- Film poster
- Directed by: Arthur Lubin
- Written by: Devery Freeman Stephen Longstreet
- Produced by: Arthur Lubin
- Starring: Ginger Rogers Carol Channing Barry Nelson
- Cinematography: William E. Snyder
- Edited by: Otto Ludwig
- Music by: Irving Gertz
- Production company: Arthur Lubin Productions
- Distributed by: RKO Radio Pictures
- Release date: August 15, 1956;
- Running time: 92 minutes
- Country: United States
- Language: English

= The First Traveling Saleslady =

1956 film by Arthur Lubin

The First Traveling Saleslady is a 1956 American western comedy film directed by Arthur Lubin and starring Ginger Rogers, Carol Channing and Barry Nelson. Commercially unsuccessful, it was among the films that helped to close the already struggling RKO Pictures. Future western stars Clint Eastwood and James Arness have supporting roles in the film.

==Plot==
Corset company owner and supporter of women's suffrage Rose Gillray has her wagon struck by a 'horseless carriage' in 1897 New York. This early automobile is driven by Charlie Masters, who tells her it is the transportation of the future.

At work, Rose is helping singer Molly Wade into a boldly designed new corset when she gets the idea that using it for Molly's costume on stage would help to promote sales, but instead the show is shut down by the police.

With her business failing, Rose owes money to Jim Carter, whose steel business manufactures the metal used for a corset's stays. Jim takes a shine to Rose and offers her a chance to sell his barbed wire, which is not selling well out west, where his salesmen get run out of town ... or worse.

She ends up in Kansas City, accompanied by Molly and followed by Charlie. A cattlemen's association convention seems a good place to try to sell the barbed wire. However, cattle rancher Joel Kingdon gives her the runaround, attracted to her personally but warning her against peddling wire. She tries his home state of Texas next, but once again, Joel interferes, putting the women out of business temporarily. Rose eventually disproves the claim that barbed wire injures cattle, but she demonstrates that the cattle are smart enough to avoid impaling themselves, and the sales start rolling in.

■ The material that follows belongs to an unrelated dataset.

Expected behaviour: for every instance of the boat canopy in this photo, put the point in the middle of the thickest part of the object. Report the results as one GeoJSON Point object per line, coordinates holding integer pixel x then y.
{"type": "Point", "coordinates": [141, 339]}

Joel and Jim both fall in love with Rose and propose marriage, but she rejects both. Charlie, though, comes along offering a ride to California and marriage, where he wants to explore another new notion: machines that fly.

==Cast==
- Ginger Rogers as Rose Gillray
- Carol Channing as Molly Wade
- Barry Nelson as Charles Masters
- David Brian as James Carter
- James Arness as Joel Kingdom
- Clint Eastwood as Lt. Rice
- Robert F. Simon as Cal - Texas Rancher
- Frank Wilcox as U.S. Marshal Duncan
- Dan White as Sheriff
- Harry Cheshire as Judge Benson
- Ed Cassidy as Theodore Roosevelt
- John Eldredge as Greavy - Prosecuting Attorney
- Belle Mitchell as Emily
- Lane Chandler as Rancher

==Production==
The film was based on an original story by Stephen Longstreet. It was Ginger Rogers' first movie at RKO for a number of years. "It's a very cute story", said Rogers. "It's for the whole family and I was delighted to make a family story." The role was originally intended for Mae West and according to an article in the November 8, 1955 issue of The Hollywood Reporter, Betty Grable was set to play Miss Rose Gillray.

The movie marked the film debut for Carol Channing. It was Barry Nelson's first film in five years. Clint Eastwood was under personal contract to producer-director Arthur Lubin, who used him in a number of films. James Arness was under contract to John Wayne and had just established himself in the CBS-TV western Gunsmoke.

The movie was part of a $22 million slate of 11 films announced by RKO for the first half of 1956. Others included Back from Eternity, Beyond a Reasonable Doubt, Stage Struck, Bundle of Joy, A Farewell to Arms, The Syndicate, Cash McCall and Is This Our Son. Ultimately, RKO would only make a few of these films.

Filming took place in January and February 1956.

RKO's head of production, William Dozier, signed Channing to a five-year contract at two films a year. It was to begin with a musical remake of Stage Door but RKO went out of business some time after the contract was signed.

==Reception==
The film was not a financial success. According to a history of the studio. "the picture quickly faded into oblivion. RKO Teleradio needed a box-office rocket to blast off its first program of movies; instead, it tossed out a fizzling cherry bomb."